[flang-dev] About OpenMP dialect in MLIR

Thu Feb 13 08:33:40 PST 2020

Hi,

I have few questions / concerns regarding the design of OpenMP dialect in
MLIR that is currently being implemented, mainly for the f18 compiler.
Below, I summarize the current state of various efforts in clang / f18 /
MLIR / LLVM regarding this. Feel free to add to the list in case I have
missed something.

1. [May 2019] An OpenMPIRBuilder in LLVM was proposed for flang and clang
frontends. Note that this proposal was before considering MLIR for FIR.

a. llvm-dev proposal :
http://lists.flang-compiler.org/pipermail/flang-dev_lists.flang-compiler.org/2019-May/000197.html

b. Patches in review: https://reviews.llvm.org/D70290. This also includes
the clang codegen changes.

2.  [July - September 2019] OpenMP dialect for MLIR was discussed /
proposed with respect to the f18 compilation stack (keeping FIR in mind).

a. flang-dev discussion link:
https://lists.llvm.org/pipermail/flang-dev/2019-September/000020.html

b. Design decisions captured in PPT:
https://drive.google.com/file/d/1vU6LsblsUYGA35B_3y9PmBvtKOTXj1Fu/view

c. MLIR google groups discussion:
https://groups.google.com/a/tensorflow.org/forum/#!topic/mlir/4Aj_eawdHiw

d. Target constructs  design:
http://lists.flang-compiler.org/pipermail/flang-dev_lists.flang-compiler.org/2019-September/000285.html

e. SIMD constructs design:
http://lists.flang-compiler.org/pipermail/flang-dev_lists.flang-compiler.org/2019-September/000278.html

3.  [Jan 2020] OpenMP dialect RFC in llvm discourse :
https://llvm.discourse.group/t/rfc-openmp-dialect-in-mlir/397

4.  [Jan- Feb 2020] Implementation of OpenMP dialect in MLIR:

a. The first patch which introduces the OpenMP dialect was pushed.

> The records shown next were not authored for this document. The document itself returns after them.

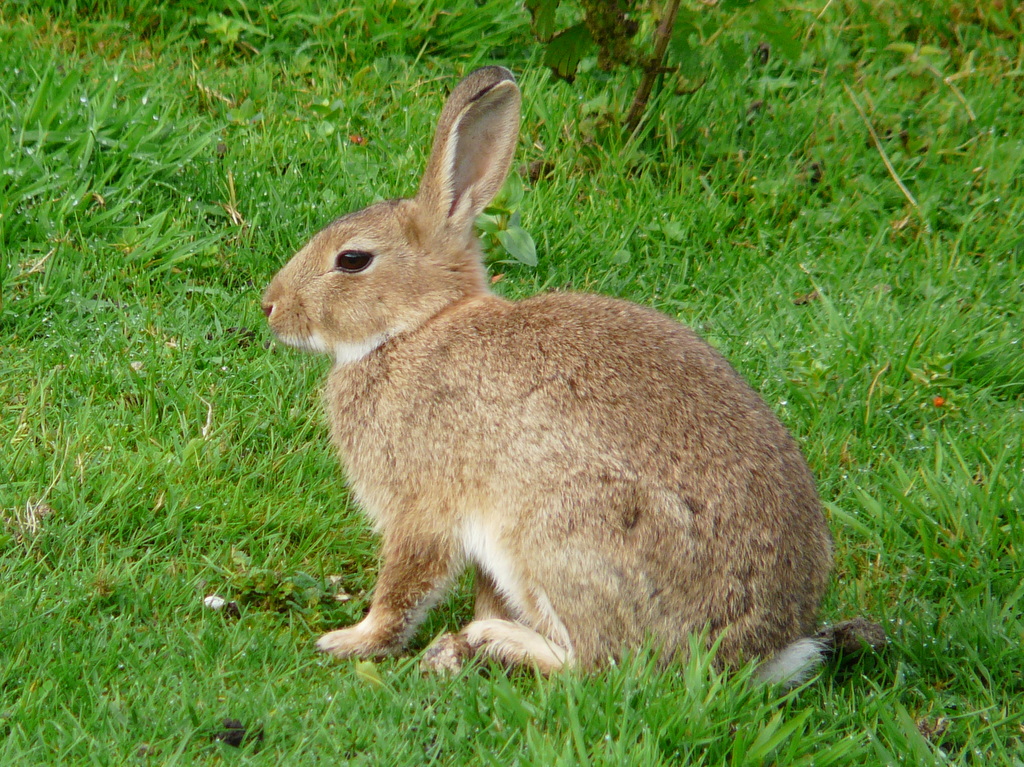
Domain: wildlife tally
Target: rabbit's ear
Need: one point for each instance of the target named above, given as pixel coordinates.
(473, 146)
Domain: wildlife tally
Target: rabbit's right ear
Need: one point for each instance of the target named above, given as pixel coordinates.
(473, 146)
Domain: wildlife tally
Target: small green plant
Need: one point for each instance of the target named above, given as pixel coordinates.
(662, 38)
(501, 221)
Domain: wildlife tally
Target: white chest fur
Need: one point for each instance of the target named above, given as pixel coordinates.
(482, 547)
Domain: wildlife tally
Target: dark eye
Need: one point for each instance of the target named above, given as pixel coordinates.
(352, 260)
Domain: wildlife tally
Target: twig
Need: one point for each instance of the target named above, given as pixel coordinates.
(870, 391)
(662, 37)
(882, 151)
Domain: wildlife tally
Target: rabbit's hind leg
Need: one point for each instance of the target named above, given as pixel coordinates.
(515, 644)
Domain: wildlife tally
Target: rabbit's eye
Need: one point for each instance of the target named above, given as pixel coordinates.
(352, 260)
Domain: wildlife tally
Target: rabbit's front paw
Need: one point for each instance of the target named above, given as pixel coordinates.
(356, 641)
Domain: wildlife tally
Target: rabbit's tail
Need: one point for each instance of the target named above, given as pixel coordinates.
(794, 664)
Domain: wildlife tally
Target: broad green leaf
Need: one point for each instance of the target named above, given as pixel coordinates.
(562, 54)
(519, 245)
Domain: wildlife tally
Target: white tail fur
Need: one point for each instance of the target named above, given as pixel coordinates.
(794, 664)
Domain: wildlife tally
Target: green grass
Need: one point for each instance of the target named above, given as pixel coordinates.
(158, 164)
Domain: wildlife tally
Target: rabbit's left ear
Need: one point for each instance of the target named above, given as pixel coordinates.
(473, 147)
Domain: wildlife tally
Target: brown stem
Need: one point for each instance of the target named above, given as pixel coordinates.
(662, 37)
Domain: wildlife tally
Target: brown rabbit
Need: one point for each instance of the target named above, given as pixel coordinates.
(610, 477)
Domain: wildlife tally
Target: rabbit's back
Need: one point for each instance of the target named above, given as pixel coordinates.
(614, 459)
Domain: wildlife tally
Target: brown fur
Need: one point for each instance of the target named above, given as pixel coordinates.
(610, 476)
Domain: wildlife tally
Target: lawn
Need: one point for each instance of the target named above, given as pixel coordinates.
(846, 225)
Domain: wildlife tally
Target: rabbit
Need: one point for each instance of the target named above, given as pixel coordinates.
(612, 480)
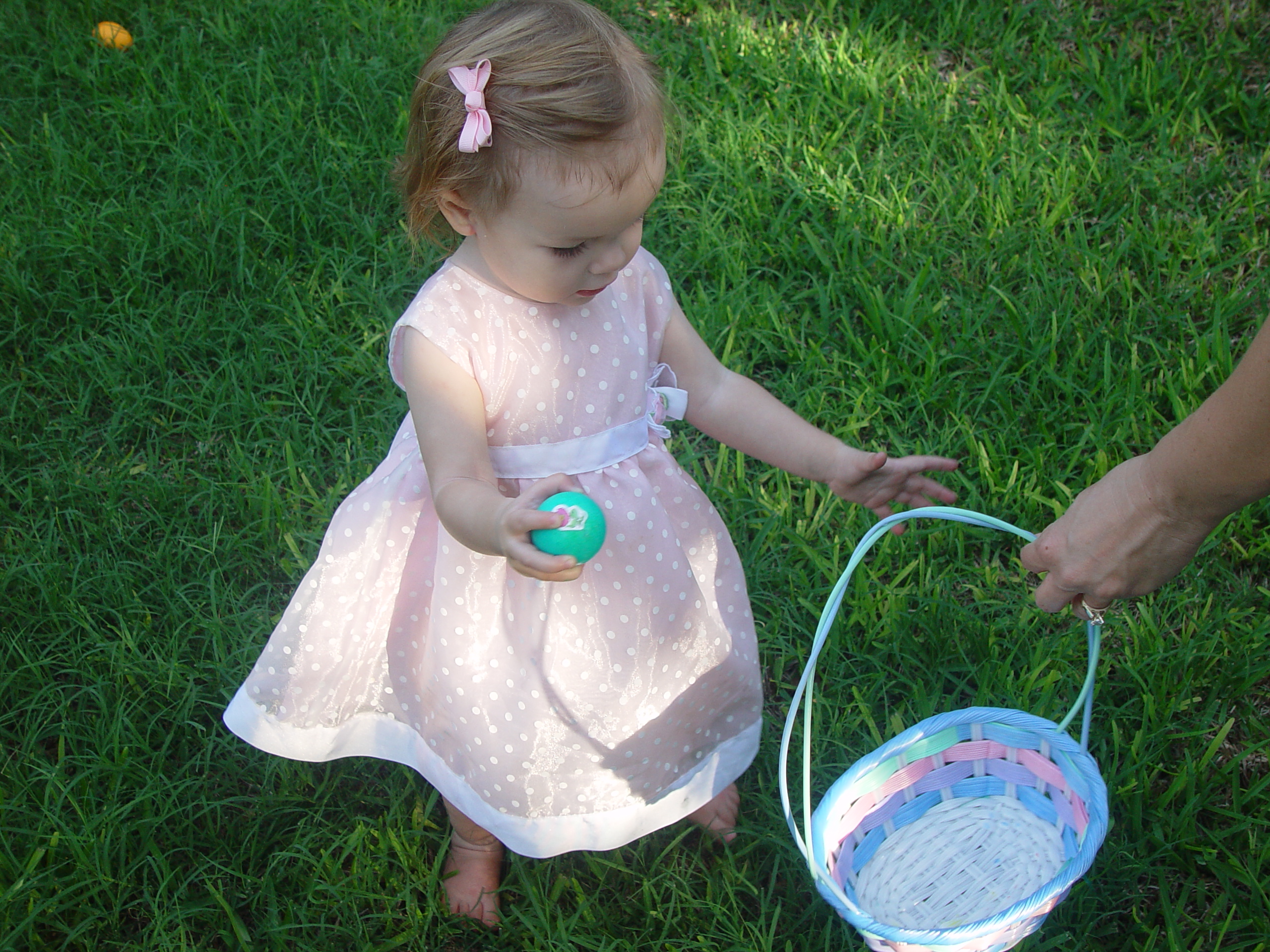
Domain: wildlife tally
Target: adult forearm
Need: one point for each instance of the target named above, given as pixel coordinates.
(1218, 459)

b. Review of barrier construct is in progress:
https://reviews.llvm.org/D72962

I have tried to list below different topics of interest (to different
people) around this work. Most of these are in the design phase (or very
new) and multiple parties are interested with different sets of goals in
mind.

I.  Flang frontend and its integration

II. Fortran representation in MLIR / FIR development

III. OpenMP development for flang,  OpenMP builder in LLVM.

IV. Loop Transformations in MLIR / LLVM with respect to OpenMP.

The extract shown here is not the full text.